New Dance Horizons summer intensive, Regina, SK, 2010; courtesy Kana Nemoto

David Wood: “I still have one of the low wooden "Alexander stools" she designed and ordered built when she was teaching technique at York U. I believe she had 30 made by the carpenters in the Theatre Department and the cost was charged to the Dance Department. They are wonderfully designed with a slight forward angle to the seat. Amelia would modify Graham exercises to be executed on these stools. The height of the stool facilitated torso movement, spiral movements in particular. I still use the stool/chair for my personal "Amelia style" alignment exercises. They work well. Needless to say, the York Dance faculty at the time were... perplexed. She spent only one year teaching at York University. I remember her mother was furious. Amelia's only shot at a decent job (tenure!!) up in smoke!!!”

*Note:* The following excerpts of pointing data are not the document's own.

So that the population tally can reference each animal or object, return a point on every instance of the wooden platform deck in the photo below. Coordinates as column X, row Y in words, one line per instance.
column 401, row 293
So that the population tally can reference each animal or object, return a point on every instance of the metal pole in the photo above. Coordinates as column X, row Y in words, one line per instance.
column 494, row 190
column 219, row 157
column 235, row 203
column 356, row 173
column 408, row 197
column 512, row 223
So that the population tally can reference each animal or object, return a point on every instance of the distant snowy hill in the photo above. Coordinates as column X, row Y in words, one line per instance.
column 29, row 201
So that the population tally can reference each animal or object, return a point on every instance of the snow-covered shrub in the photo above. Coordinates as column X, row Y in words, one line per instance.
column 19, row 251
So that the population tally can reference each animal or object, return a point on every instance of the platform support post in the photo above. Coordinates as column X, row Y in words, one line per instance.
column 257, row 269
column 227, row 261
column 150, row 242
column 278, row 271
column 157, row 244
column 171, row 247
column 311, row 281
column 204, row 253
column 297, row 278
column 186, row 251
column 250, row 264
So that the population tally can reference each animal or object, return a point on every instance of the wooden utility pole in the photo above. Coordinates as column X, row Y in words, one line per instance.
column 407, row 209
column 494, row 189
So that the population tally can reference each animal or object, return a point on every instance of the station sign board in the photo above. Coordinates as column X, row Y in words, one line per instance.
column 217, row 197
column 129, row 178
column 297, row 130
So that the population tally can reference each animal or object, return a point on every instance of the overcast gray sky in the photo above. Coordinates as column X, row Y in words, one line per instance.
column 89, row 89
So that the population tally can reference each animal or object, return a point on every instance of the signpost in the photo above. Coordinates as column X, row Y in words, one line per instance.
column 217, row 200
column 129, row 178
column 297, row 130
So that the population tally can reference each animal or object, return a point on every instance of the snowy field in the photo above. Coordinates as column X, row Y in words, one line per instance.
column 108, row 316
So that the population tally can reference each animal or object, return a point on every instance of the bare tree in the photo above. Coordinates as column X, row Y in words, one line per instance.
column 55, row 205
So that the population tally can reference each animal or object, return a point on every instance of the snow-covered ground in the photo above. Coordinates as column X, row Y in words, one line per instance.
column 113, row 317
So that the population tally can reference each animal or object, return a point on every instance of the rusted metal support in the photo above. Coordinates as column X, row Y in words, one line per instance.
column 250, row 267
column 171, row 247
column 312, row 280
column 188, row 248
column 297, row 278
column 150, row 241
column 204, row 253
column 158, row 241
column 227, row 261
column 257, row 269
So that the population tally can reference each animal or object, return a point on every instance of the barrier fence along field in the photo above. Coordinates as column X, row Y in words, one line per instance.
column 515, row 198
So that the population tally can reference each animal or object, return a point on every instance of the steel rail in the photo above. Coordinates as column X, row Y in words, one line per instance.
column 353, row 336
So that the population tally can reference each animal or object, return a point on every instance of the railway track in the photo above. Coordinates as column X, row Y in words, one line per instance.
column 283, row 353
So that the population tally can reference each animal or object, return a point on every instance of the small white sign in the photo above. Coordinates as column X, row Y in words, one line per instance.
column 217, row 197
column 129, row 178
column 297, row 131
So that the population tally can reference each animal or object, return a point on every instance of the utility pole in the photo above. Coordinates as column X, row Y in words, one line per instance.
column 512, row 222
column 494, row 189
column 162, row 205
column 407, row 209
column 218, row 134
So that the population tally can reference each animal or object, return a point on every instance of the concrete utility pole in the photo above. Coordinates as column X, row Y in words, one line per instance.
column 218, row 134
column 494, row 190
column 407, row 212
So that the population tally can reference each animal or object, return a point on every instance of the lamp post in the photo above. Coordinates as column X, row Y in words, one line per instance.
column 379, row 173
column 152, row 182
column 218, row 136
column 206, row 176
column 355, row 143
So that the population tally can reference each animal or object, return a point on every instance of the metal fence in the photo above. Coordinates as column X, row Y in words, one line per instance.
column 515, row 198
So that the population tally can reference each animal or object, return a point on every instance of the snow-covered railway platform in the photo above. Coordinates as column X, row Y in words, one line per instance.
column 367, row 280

Ashley Johnson: “When having the stools made, she knew why she'd use them - just not how. Entering a York dance studio to find 30 students expectantly perched on stools, she burst out laughing. She knew what she wanted to do, she just didn't have a technique yet!

Maintaining an openneutral’ pelvis aids us in releasing tension – keeps it from building in the first place!  A core belief of the Itcush work is that we start from where we're at. Each body's place of openness is different. Our own body's ‘neutral’ moves us forward more effectively into space (and faster) than starting from a place of tension. The small chair offers a more forgiving relationship between my spine and pelvis and the floor. I can flex, extend, twist, rotate and move off my centerline with full range of motion. I can return to center (where my body is ‘neutral’) and rest, releasing tension.”

Jennifer Mascall:In body work we talk about habit, and how, in order to repattern, the learner requires guidance – the hands and instruction of an outside eye. The habit can't be seen and corrected by the student on her own. The habit can be likened to the ‘blind spot’ we have when driving a car. Amelia was interested in ways of releasing the student's practice from total dependence on one-on-one work.

Between 2003-2009 Amelia guest taught five times at an intensive summer school MascallDance holds annually called Way Out West in Vancouver. The first year she wrote and asked us to supply chairs. The supermarket near us gave us Sealtest containers, which weren’t perfect but worked well enough. She asked for paper. We were doing a show called Homewerk that used huge cardboard flats 8 feet by 6, so we brought them out, and she drew anatomical drawings all over them. In subsequent tours, the dancers would perform using sets with her drawings all over them.”